Age jokes
My girlfriend called me a pedophile. That's a big word for a six-year-old.
A prisoner dug out of prison. He appeared in a playground. He said, "I'm free, I'm free!" A kid said, "So what? I'm four."
Why did the 18-year-old girl need a ladder to go to school?
Because it was High School.
What did the pirate say on his 80th birthday?
*Aye, Matey!*
I dated a lot of girls before I married my wife. I was living with one of them when I arrived home one day to find her bags packed and next to the door. I asked her, "Baby, what's going on?" She said, "I'm leaving you."
"But why?" I replied.
"Because you're a pedophile!" she answered.
"That's a pretty big word for a six-year-old," I said.
What's the most between my uncle and aunt?
My aunt waited until I was 14 to come on my face.

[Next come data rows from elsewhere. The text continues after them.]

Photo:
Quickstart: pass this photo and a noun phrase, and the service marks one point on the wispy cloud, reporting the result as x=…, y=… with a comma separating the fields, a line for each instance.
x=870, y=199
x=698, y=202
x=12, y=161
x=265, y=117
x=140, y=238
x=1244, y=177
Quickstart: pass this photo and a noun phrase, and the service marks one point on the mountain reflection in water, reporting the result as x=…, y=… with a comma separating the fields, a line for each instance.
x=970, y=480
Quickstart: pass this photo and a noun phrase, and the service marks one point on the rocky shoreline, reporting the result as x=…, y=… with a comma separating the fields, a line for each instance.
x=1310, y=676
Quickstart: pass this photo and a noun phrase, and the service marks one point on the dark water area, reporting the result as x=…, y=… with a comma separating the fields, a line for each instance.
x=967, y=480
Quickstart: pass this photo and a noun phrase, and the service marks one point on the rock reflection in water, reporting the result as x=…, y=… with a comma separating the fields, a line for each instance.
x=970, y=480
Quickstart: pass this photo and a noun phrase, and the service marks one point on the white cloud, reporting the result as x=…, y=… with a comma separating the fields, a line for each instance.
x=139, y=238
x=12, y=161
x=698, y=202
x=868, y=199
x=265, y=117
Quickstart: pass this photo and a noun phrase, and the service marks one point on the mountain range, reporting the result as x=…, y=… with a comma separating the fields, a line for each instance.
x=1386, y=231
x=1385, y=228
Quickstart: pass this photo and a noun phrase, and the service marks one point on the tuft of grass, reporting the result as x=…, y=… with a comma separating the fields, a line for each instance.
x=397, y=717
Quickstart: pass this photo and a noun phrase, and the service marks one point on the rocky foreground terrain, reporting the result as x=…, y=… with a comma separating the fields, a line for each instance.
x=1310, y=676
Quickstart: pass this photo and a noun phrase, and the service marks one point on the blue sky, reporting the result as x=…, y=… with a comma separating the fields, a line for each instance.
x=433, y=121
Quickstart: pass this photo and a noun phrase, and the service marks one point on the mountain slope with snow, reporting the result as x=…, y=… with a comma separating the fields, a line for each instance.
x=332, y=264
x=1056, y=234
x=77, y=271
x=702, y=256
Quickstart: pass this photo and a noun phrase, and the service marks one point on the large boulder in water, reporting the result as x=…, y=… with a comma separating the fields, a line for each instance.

I like my women like I like my scotch:
12 years old and mixed with coke.
"Let girls live" is 9 years old, OMG, right?
I hate my birthday. For my first birthday my mom gave me my life. I liked it when it was new and fun. Now it's broken and sad and I wanna take it back.
When I go to weddings, old people will tell me I'm next, but when I go to funerals, I tell old people they're next.
Michael has canceled his upcoming dates. They were Tommy, age 9, and Bobby, 11.
My girlfriend said I was a ped0phi1e.
That's a big word for a 6 year old!
Why is the last part of orphanage "age?"
Because it doesn't matter your age.
How do you check that a rabbit is old?
You check how many gray hares it has.
I told my wife she was drawing her eyebrows too high.
She looked at me surprised.
(P.S. I am not at that age plus I am as straight as a helix ruler.)
These are bee puns.🐝
I BEElieve you are eager to hear!🐝
I love to BEE a little 9 years old writing on this page.🐝
(Last one) I want to BEEcome a BEE. ;-; I kid... Like this now and please Subscribe to Kelly Qin on YouTube and she is my mom and she has a bake channel!
What is the best part about having sex with 43 year olds?
There are 40 of them.
What does an eighty-year-old woman have in between her boobs that a twenty-year-old woman doesn't?
A belly button.
🚘 What is as old as the earth 🌎 and new every month? The moon.
Your hairline goes sooooo far back that dinosaurs exist on it.